Linitis Plastica (diffuse, infiltrating, poorly differentiated adenocarcinoma)
DOI:
https://doi.org/10.21649/akemu.v11i3.1043Keywords:
Linitis Plastica. Adenocarcinoma. Stomach Neoplasms. Adenocarcinoma, Scirrhous. Colonic Neoplasms. Esophageal Neoplasms. Gastrectomy. Adenocarcinoma, Mucinous. Vomiting.Abstract
A 50 years old female patient, presented with retrosternal pain early satiety and vomiting for last three months. Vomitus contained undigested food matter and was more for solids. No significant weight loss was noted by the patients or attendants. She consulted local doctors who gave her some medications and advised g astroscpoy which revealed non specific gastritis.

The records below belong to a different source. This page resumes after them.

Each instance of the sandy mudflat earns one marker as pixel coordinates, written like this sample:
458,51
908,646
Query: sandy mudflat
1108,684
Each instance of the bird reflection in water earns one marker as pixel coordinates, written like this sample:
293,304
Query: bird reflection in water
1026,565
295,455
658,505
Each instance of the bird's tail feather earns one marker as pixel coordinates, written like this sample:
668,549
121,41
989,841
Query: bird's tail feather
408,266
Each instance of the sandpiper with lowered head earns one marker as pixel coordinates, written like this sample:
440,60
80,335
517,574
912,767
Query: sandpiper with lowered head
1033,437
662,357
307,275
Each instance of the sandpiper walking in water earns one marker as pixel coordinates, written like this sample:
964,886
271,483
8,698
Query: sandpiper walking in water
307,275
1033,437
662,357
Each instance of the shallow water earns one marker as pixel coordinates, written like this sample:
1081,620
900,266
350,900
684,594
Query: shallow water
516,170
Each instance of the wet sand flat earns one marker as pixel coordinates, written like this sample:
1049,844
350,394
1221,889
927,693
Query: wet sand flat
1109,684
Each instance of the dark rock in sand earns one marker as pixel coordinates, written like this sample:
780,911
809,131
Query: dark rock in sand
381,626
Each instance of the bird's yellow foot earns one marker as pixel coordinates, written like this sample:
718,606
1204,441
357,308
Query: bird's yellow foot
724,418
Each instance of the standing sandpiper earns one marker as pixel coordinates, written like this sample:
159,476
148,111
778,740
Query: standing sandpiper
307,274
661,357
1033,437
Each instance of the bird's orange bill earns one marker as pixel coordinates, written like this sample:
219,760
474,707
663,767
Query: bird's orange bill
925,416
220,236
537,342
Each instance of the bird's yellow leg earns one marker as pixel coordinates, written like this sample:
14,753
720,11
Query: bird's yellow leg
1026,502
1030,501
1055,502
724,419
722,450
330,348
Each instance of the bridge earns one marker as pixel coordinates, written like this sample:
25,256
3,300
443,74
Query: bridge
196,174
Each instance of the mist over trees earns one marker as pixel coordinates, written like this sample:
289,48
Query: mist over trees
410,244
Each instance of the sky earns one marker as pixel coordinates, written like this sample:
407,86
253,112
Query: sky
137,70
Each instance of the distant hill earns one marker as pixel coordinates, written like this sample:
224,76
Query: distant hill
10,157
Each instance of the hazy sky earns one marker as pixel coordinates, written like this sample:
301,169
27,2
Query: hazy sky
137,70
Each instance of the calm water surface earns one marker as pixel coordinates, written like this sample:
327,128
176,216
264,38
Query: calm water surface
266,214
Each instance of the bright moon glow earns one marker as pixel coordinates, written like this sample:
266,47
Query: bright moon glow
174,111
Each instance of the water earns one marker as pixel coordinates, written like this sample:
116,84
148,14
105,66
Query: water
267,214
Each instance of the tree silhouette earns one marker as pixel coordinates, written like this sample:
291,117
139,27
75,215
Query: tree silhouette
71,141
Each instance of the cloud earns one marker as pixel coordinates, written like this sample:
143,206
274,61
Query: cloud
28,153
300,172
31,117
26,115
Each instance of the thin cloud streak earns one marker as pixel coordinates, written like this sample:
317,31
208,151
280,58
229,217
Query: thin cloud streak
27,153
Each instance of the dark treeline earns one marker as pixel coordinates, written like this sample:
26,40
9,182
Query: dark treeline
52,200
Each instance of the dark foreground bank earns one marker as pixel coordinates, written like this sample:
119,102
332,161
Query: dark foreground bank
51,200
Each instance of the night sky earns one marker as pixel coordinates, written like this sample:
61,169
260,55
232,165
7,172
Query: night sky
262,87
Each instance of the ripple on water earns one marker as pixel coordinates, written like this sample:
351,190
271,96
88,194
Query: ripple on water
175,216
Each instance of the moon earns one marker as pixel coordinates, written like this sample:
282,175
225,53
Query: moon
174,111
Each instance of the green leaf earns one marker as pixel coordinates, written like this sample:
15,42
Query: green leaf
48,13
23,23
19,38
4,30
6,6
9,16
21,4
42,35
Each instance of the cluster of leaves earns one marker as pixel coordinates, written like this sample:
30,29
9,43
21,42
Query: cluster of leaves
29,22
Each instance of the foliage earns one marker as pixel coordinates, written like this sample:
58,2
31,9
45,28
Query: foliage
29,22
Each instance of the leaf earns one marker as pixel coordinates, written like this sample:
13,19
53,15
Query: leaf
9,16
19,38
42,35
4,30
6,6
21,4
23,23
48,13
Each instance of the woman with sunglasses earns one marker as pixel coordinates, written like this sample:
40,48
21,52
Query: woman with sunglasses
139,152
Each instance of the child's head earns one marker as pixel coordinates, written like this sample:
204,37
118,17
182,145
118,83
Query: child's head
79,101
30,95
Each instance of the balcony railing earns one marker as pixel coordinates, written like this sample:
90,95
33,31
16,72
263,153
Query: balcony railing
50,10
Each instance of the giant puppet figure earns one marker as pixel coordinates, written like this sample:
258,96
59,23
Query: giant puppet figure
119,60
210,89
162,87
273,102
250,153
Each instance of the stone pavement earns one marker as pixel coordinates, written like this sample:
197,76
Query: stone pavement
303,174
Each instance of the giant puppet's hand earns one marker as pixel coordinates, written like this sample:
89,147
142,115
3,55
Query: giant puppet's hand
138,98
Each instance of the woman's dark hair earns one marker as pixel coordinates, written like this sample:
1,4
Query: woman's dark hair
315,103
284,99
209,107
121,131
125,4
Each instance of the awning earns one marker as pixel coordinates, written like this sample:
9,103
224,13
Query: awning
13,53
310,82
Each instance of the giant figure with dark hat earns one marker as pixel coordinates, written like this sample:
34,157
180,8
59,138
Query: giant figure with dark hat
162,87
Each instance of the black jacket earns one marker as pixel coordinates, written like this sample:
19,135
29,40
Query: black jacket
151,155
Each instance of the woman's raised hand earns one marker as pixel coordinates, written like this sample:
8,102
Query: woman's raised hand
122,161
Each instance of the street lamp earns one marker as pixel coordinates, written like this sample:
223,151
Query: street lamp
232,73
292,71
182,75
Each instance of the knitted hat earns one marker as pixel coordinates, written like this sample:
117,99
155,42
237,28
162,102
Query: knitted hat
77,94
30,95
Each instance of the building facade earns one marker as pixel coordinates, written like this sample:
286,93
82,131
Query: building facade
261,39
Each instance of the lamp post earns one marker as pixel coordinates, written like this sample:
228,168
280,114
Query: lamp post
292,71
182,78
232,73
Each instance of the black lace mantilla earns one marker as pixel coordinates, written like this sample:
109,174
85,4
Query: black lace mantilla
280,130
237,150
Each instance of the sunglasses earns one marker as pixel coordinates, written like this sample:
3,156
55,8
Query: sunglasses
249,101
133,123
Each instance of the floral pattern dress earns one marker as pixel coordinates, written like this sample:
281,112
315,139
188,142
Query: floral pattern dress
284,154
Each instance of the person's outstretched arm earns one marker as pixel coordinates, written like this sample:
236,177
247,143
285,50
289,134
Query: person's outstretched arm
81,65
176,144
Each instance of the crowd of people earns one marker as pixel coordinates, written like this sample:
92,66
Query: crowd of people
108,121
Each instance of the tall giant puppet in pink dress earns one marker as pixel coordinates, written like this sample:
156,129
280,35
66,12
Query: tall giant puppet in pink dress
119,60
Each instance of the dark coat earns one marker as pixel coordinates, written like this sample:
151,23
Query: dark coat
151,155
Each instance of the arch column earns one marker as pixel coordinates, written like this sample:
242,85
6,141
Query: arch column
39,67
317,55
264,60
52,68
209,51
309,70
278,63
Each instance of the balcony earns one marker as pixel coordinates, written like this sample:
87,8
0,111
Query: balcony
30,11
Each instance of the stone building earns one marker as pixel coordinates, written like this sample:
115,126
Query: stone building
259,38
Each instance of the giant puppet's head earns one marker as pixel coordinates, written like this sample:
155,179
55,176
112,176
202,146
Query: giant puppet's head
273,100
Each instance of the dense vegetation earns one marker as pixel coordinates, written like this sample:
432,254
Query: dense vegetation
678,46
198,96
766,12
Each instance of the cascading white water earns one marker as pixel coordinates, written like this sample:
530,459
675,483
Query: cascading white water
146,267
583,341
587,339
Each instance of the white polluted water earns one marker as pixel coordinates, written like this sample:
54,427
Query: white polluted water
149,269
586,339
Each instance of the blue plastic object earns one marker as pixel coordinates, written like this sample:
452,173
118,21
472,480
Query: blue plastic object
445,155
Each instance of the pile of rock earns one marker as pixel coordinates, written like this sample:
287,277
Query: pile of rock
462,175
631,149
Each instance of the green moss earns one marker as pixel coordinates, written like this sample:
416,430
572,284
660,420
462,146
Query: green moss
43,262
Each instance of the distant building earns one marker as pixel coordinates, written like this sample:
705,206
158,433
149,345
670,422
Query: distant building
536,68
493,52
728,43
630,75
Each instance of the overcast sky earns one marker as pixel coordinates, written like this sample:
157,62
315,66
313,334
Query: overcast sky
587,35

Surgeon advised Barium meal which revealed shrunken stomach with irregular margins. Despite no true preoperative histological. Support, we decided to operate upon the patient and procedure planned was palliative gastrectomy and Rouxen-Y esphagojejunostomy. After opening abdomen via midline incision, operative findings noted, resectibility of tumor was assessed. Major vessels of stomach were tied. Spleen and stomach were taken out. Duodenal stump was closed. Continuity was restored by bringing the roux loop of jejunum and anastomosing it end to side with abdominal esophagus using nasogastric tube as stent. The specimen was sent for histopathology which revealed adenoicarcinoma. Result:The patient was referred to oncology ward for chemotherapy, where she received full course of chemotherapy. She visits us regularly and is satisfied with the treatment offered.